Cet homme si aimable, si charmant, si délicieux, n’aimoit rien. Il avoit et vouloit des amis, comme on veut et comme on a des meubles. Encore qu’il se respectât, il étoit bas courtisan, il ménageoit tout et montroit trop combien il sentoit ses besoins en tout genre de choses et d’hommes ; avare, avide de biens, ardent, injuste. Le contraste de ses voyages de Pologne et de Neuchâtel ne lui fit pas d’honneur. Ses procès contre Mme de Nemours, et ses manières de les suivre, ne lui en firent pas davantage, bien moins encore sa basse complaisance pour la personne et le rang des bâtards qu’il ne pouvoit souffrir, et pour tous ceux dont il pouvoit avoir besoin, toutefois avec plus de réserve, sans comparaison, que M. le Prince.
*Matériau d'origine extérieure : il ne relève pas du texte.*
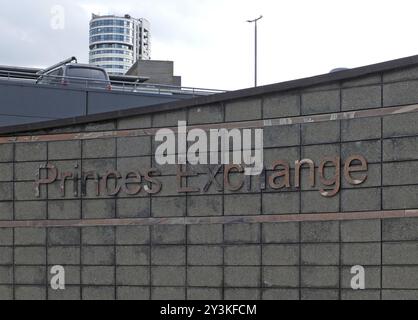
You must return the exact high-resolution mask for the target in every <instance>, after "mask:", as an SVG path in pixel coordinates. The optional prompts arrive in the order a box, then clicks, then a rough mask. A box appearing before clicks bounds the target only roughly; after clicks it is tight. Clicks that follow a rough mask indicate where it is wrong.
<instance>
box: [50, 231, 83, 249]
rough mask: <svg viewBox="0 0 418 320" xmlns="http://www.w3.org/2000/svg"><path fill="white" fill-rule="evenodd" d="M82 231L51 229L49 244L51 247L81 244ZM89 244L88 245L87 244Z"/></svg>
mask: <svg viewBox="0 0 418 320" xmlns="http://www.w3.org/2000/svg"><path fill="white" fill-rule="evenodd" d="M80 238H81V237H80V229H78V228H51V229H48V244H49V245H50V246H71V245H73V246H74V245H79V244H80ZM85 244H88V243H85Z"/></svg>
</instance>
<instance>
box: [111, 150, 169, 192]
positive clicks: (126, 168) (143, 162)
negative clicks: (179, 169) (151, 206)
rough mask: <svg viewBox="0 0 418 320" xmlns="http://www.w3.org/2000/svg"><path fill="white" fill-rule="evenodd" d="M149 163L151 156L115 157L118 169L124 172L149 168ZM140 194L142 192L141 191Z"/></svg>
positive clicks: (136, 170) (150, 165)
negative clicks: (125, 157)
mask: <svg viewBox="0 0 418 320" xmlns="http://www.w3.org/2000/svg"><path fill="white" fill-rule="evenodd" d="M151 163H152V157H130V158H120V157H119V158H117V168H118V170H119V171H121V172H125V173H127V172H130V171H131V172H132V171H134V172H135V171H138V170H140V169H142V170H144V169H148V168H151ZM174 174H176V173H174ZM140 194H142V191H141V193H140Z"/></svg>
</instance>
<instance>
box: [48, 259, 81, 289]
mask: <svg viewBox="0 0 418 320" xmlns="http://www.w3.org/2000/svg"><path fill="white" fill-rule="evenodd" d="M52 268H53V265H49V266H48V279H47V283H46V284H47V285H49V284H50V283H51V280H52V277H53V275H52V274H51V270H52ZM64 269H65V283H66V286H79V285H80V283H81V276H80V275H81V267H80V266H68V265H66V264H64ZM49 287H50V288H51V286H49Z"/></svg>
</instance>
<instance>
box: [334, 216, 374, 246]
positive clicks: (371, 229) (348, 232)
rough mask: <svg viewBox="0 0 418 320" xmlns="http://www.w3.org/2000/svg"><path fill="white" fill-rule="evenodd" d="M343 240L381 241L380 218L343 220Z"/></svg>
mask: <svg viewBox="0 0 418 320" xmlns="http://www.w3.org/2000/svg"><path fill="white" fill-rule="evenodd" d="M341 241H342V242H380V241H381V222H380V220H364V221H363V220H359V221H343V222H341Z"/></svg>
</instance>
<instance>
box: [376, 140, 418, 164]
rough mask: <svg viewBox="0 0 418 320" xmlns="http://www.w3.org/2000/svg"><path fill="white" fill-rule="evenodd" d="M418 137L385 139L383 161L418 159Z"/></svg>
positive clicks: (415, 159)
mask: <svg viewBox="0 0 418 320" xmlns="http://www.w3.org/2000/svg"><path fill="white" fill-rule="evenodd" d="M417 144H418V137H413V138H398V139H389V140H384V141H383V161H386V162H389V161H404V160H418V148H417Z"/></svg>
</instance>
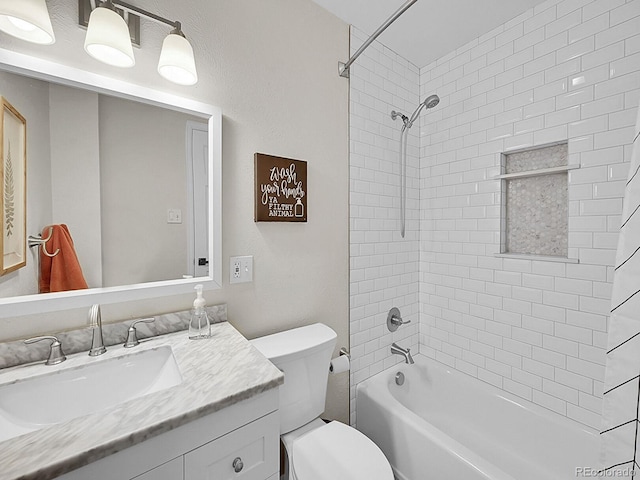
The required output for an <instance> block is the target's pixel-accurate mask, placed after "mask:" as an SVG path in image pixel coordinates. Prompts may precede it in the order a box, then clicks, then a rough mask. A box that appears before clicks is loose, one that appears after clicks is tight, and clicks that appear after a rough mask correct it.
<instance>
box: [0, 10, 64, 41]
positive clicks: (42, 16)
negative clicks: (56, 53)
mask: <svg viewBox="0 0 640 480" xmlns="http://www.w3.org/2000/svg"><path fill="white" fill-rule="evenodd" d="M0 30H2V31H4V32H5V33H8V34H9V35H12V36H14V37H16V38H19V39H21V40H26V41H27V42H32V43H38V44H41V45H51V44H52V43H54V42H55V41H56V37H55V35H54V34H53V27H52V26H51V18H50V17H49V11H48V10H47V4H46V3H45V1H44V0H21V1H19V2H18V1H16V0H0Z"/></svg>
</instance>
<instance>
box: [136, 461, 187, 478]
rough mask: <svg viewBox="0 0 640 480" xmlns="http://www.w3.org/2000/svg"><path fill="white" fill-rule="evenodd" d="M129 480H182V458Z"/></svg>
mask: <svg viewBox="0 0 640 480" xmlns="http://www.w3.org/2000/svg"><path fill="white" fill-rule="evenodd" d="M131 480H184V457H182V456H180V457H178V458H174V459H173V460H170V461H168V462H167V463H163V464H162V465H160V466H158V467H156V468H154V469H152V470H149V471H148V472H145V473H143V474H142V475H138V476H137V477H134V478H132V479H131Z"/></svg>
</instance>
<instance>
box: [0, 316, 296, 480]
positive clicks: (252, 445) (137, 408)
mask: <svg viewBox="0 0 640 480" xmlns="http://www.w3.org/2000/svg"><path fill="white" fill-rule="evenodd" d="M187 337H188V336H187V332H186V331H180V332H177V333H173V334H169V335H162V336H157V337H152V338H149V339H146V340H144V341H142V342H141V343H140V345H138V346H137V347H134V348H132V349H124V348H123V347H122V346H121V345H118V346H112V347H110V348H108V350H107V352H106V353H105V354H104V355H101V356H99V357H94V358H90V357H88V356H87V355H86V352H81V353H77V354H74V355H70V356H69V357H68V359H67V361H65V362H63V363H61V364H59V365H54V366H45V365H43V364H42V363H39V364H30V365H26V366H18V367H12V368H9V369H5V370H4V371H2V372H1V373H0V384H2V385H5V384H7V383H10V382H12V381H15V380H20V381H22V382H23V381H24V380H25V379H29V378H30V377H37V376H41V375H43V374H44V375H49V376H53V377H55V376H56V374H58V375H60V374H61V373H63V371H64V370H66V369H77V368H82V366H83V365H86V364H87V362H111V361H114V362H118V361H119V362H122V361H123V358H126V356H127V355H143V354H145V353H147V352H149V351H151V350H155V351H158V350H159V349H167V348H169V349H170V350H171V353H172V355H173V357H174V358H175V363H176V364H177V368H178V370H179V373H180V376H181V381H180V382H179V383H178V384H177V385H174V386H171V387H168V388H164V389H161V390H159V391H155V392H154V393H150V394H146V395H143V396H140V397H139V398H134V399H132V400H129V401H126V402H124V403H121V404H117V405H113V406H111V407H107V408H105V409H102V410H101V411H98V412H94V413H90V414H88V415H83V416H80V417H77V418H71V419H69V420H66V421H63V422H62V423H58V424H54V425H49V426H46V427H44V428H41V429H38V430H35V431H32V432H29V433H26V434H23V435H20V436H17V437H14V438H10V439H6V440H4V441H2V442H0V480H18V479H23V480H28V479H33V480H36V479H37V480H47V479H53V478H60V479H63V480H80V479H89V478H90V479H92V480H103V479H104V480H115V479H123V480H126V479H134V478H135V479H137V480H151V479H153V480H165V479H166V480H169V479H170V480H182V479H184V480H199V479H206V478H216V479H221V480H223V479H245V480H276V479H277V478H278V476H279V419H278V386H279V385H281V384H282V383H283V381H284V376H283V374H282V373H281V372H280V371H279V370H278V369H277V368H276V367H275V366H273V364H272V363H271V362H269V361H268V360H267V359H266V358H264V357H263V356H262V355H261V354H260V353H259V352H258V351H257V350H256V349H255V348H254V347H253V346H251V344H250V343H249V342H248V341H247V340H246V339H245V338H244V337H243V336H242V335H241V334H240V333H239V332H238V331H237V330H235V329H234V328H233V327H232V326H231V325H230V324H228V323H227V322H222V323H217V324H214V325H212V337H211V338H210V339H206V340H197V341H192V340H189V339H188V338H187ZM83 401H90V399H83Z"/></svg>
Le roi étoit vraiment peiné de la considération qu’il ne pouvoit lui refuser, et qu’il étoit exact à n’outrepasser pas d’une ligne. Il ne lui avoit jamais pardonné son voyage de Hongrie. Les lettres interceptées qui lui avoient été écrites et qui avoient perdu les écrivains, quoique fils de favoris, avoient allumé une haine dans Mme de Maintenon, et une indignation dans le roi, que rien n’avoit pu effacer. Les vertus, les talents, les agréments, la grande réputation que ce prince s’étoit acquise, l’amour général qu’il s’étoit concilié, lui étoient tournés en crimes. Le contraste de M. du Maine excitoit un dépit journalier dans sa gouvernante et dans son tendre père, qui leur échappoit malgré eux. Enfin la pureté de son sang, le seul qui ne fût point mêlé avec la bâtardise, étoit un autre démérite qui se faisoit sentir à tous moments. Jusqu’à ses amis étoient odieux, et le sentoient.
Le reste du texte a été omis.